This review may contain spoilers. I can handle the truth.
Review by Cineanalyst Pro
This review may contain spoilers.
Cineanalyst’s review published on Letterboxd:
Take that Griffith
(originally posted on IMDb 19 August 2004)
I might spoil a few of the gags for anyone who's reading this before having seen the film, so WARNING: Spoilers herein.
Mack Sennett received his apprenticeship under D.W. Griffith when they both worked at Biograph. "Barney Oldfield's Race for a Life", "The Bangville Police" and surely many other Keystone shorts spoof D.W. Griffith's last-minute rescue flicks; this film is particularly a parody of "The Girl and Her Trust" (1912). I've read that Hank Mann, who was the chief Kop for a time, conceived the Keystone Kops, the company's greatest legacy. Mann likely did so after watching French chase comedies, which often featured odd-looking policemen foolishly chasing, amongst other foolish chasers, after some fool. Additionally, mal-driven automobiles, often disobeying physics, were a popular theme in French comedies, as far back as those by Georges Méliès, as well as by Briton Robert W. Paul and others. Trick-shots, fast-motion and such were also mainstays of slapstick by the time Mack Sennett founded Keystone.
Apparently, "Hoffmeyer's Legacy" (1912) was the first appearance of the Keystone Kops, but "The Bangville Police" of the following year is said to have popularized the inept gang of policemen. The Keystone Kops appear in this film, but without model-Ts. I appreciate that Keystone heightened the anarchy and disrespect for authority and materialism prominent in farce, and the vast influence it has had on subsequent films. Nevertheless, the outstanding contribution that Sennett and Keystone made to comedy wasn't that their films disobeyed physical laws and rationality of our world (that was nothing new); it was that they disobeyed the laws of the world within film. Sennett is able to reproduce the suspense of a Griffith film, even add to it (the double exposure effect, or matte shot, for a last-second rescue), but in how Sennett gets to the climax is anti-Griffith--contrary to film conventions. For example, another poster complained of a lack of causation in this film: where's the villainous rival's motivation for abducting Mabel and attempting to murder her? One might as well ask why the villain went to the trouble of trying to run her over with a train when he could have simply shot her. It's an easy answer: shooting Mabel wouldn't have been funny, shooting the Keystone Kops was.
It's the best gag in the film. After poking fun at Griffith and disobeying film conventions, here, Sennett diverted from the conventions of his own films--the Kops don't rescue anyone, and they die. Sennett was a lousy goof of an actor, though. Unfortunately, he and racecar driver Barney Oldfield, who has no sense of the camera or acting, are the rescuers in this picture.

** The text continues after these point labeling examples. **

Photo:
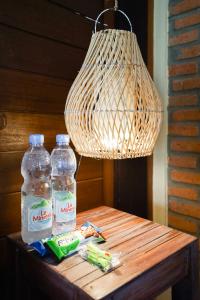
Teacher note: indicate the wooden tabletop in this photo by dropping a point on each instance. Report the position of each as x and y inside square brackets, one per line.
[153, 258]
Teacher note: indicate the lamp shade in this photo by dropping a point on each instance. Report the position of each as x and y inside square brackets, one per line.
[113, 109]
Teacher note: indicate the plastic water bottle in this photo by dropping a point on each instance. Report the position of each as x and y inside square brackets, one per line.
[36, 202]
[63, 162]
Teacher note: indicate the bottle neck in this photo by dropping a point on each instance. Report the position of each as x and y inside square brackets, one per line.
[64, 145]
[38, 145]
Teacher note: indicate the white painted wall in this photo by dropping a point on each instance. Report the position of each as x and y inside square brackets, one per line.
[160, 74]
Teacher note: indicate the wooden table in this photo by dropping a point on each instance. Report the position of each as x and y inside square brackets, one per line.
[154, 257]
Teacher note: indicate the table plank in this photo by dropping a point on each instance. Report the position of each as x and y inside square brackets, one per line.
[132, 268]
[152, 256]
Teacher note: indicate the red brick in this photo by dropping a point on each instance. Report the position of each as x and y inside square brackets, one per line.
[185, 146]
[186, 115]
[188, 52]
[183, 6]
[183, 38]
[188, 209]
[183, 69]
[183, 100]
[181, 223]
[185, 177]
[186, 84]
[187, 193]
[183, 161]
[183, 129]
[187, 21]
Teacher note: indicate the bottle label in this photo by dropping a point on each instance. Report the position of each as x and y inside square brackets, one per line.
[40, 215]
[64, 206]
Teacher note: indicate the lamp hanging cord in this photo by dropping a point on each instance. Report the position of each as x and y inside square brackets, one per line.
[116, 5]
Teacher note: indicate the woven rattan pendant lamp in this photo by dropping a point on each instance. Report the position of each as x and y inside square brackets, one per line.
[113, 109]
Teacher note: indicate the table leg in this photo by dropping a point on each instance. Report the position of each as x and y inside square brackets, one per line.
[188, 287]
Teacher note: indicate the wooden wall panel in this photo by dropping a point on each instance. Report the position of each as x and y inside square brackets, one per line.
[16, 127]
[27, 92]
[42, 46]
[23, 51]
[90, 8]
[44, 18]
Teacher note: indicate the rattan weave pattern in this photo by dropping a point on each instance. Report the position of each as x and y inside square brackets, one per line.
[113, 109]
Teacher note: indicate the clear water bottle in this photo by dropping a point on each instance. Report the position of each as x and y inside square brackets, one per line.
[63, 162]
[36, 202]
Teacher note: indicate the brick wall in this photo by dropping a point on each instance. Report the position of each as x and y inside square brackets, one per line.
[184, 115]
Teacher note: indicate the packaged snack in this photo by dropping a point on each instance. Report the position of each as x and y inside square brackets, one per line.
[92, 232]
[64, 244]
[101, 258]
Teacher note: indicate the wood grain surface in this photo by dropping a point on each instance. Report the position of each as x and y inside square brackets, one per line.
[153, 257]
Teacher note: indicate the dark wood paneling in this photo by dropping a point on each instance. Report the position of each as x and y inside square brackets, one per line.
[11, 178]
[18, 126]
[89, 194]
[22, 51]
[48, 20]
[27, 92]
[90, 8]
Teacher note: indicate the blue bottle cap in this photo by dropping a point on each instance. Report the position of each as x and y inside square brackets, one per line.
[62, 138]
[35, 139]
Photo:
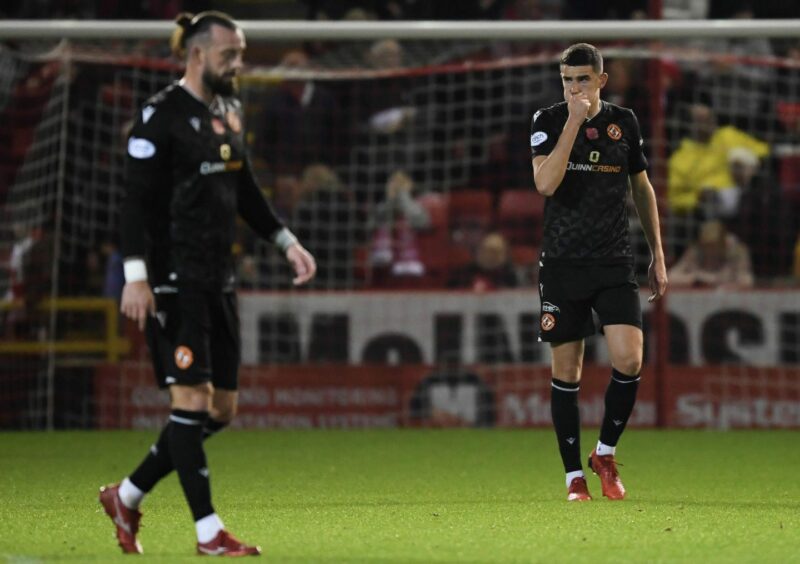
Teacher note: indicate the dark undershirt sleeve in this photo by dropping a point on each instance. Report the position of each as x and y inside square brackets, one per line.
[253, 206]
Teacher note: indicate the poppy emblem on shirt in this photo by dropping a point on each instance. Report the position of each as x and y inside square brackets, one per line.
[218, 126]
[184, 357]
[234, 122]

Mabel Normand, of course, knows what she's doing. Fred Sterling is a surprise, though; I knew he was as professional as anyone at the time, but, here, he has created a forcible character in a short time. As far as I know, it could be the first great creation of an outlandish villain, who schemes irrationally elaborate plots, continuously minds strutting his perfervid dastardliness, while making sure we know he's positioning and posturing for the camera. Sterling's villain here and other such Keystone characters must have been a great influence on subsequent comedies, especially cartoons, such as the Looney Tunes franchise. The props are cartoon-like, too. Where would we be if it weren't for the cliché of a woman constrained to train tracks in dire need?
This is an enriching experience if you've seen what it copies and spoofs and know what it influences. It's worth watching, while making the related unsatisfactory films worth watching, as well.